10:01:00 a.m. (1 minute) Our husband and wife team attending the event are about to release some of the tickets they have in their shopping cart.
John Doe calls Jane Doe at work to her know he has two tickets to the show in his shopping cart.
Jane tells John she has tickets in her shopping cart too.
After discussing this for 3 minutes, it appears John’s seats are better then Jane’s so she cancels her transaction and puts her ticket back into the pool.
10:04:00 a.m. (4 minutes) Jane’s tickets are now available for sale again. So, even though the show appeared to be “sold out” at 10:00:02am, tickets are once again available.
10:04:01 a.m. Someone who was patient and kept trying snags the tickets.
10:04:02 a.m. Everyone else still trying sees the ‘Currently, No Tickets are Available’ message again.
10:14:00 a.m. Fast forward 10 minutes: John (who was distracted) finally gets to the point where he enters his credit card information, but his card is declined due to lack of funds.
He runs out of time and his tickets are released back in to the pool. His wife is probably going to throw him in the pool when she finds out.
10:15:00 a.m. (15 minutes) John’s tickets are now available for sale again. Even though the show appeared to be sold out twice before, tickets are once again available.
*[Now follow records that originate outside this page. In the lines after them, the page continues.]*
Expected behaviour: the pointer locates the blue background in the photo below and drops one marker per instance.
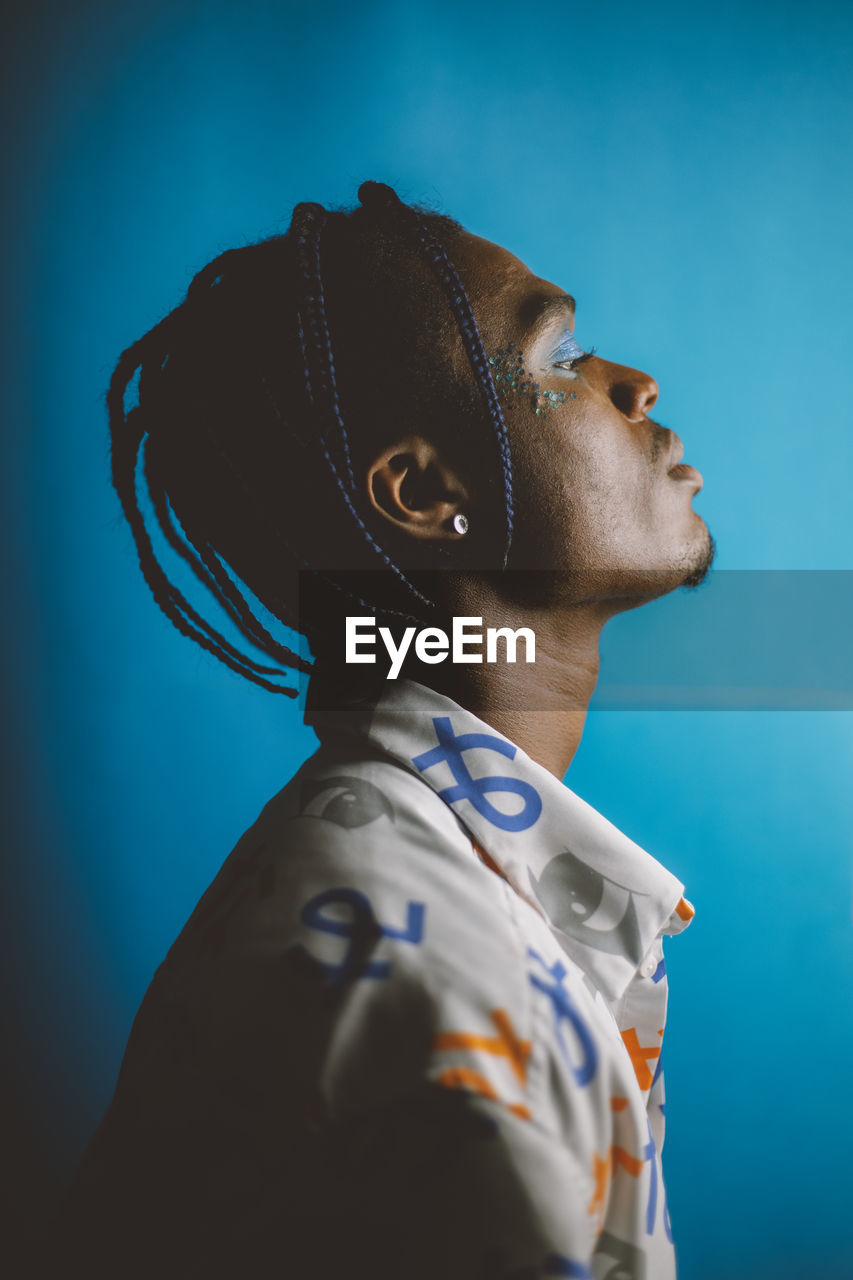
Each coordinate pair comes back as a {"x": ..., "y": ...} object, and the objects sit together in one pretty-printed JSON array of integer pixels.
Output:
[{"x": 685, "y": 173}]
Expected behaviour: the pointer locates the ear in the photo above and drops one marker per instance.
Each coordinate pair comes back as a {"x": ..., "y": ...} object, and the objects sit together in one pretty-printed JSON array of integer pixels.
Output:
[{"x": 414, "y": 487}]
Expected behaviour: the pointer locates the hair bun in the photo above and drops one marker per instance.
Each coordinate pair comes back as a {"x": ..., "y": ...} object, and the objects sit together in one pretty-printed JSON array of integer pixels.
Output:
[{"x": 378, "y": 193}]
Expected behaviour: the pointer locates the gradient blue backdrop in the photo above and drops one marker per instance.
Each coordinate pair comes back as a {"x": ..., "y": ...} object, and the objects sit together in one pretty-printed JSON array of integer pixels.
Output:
[{"x": 685, "y": 173}]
10:15:04 a.m. Enter Bob. Bob snaps up John’s tickets. But Bob is a slow typist.
10:30:00 a.m. (30 minutes) Bob gets to the point where he enters his credit card information, but he can’t find his credit card.
He didn’t create an account in advance. His credit card is in his jeans upstairs. Tick tock. Tick tock.
10:30:45 a.m. He runs out of time and his tickets are released back in to the pool.
10:30:46 a.m. Bob’s tickets are now available for sale and tickets are once again available
As you can see, even though the show appeared to be sold out multiple times, tickets become available over and over again until every transaction has been completed and every ticket is accounted for a ‘sold’.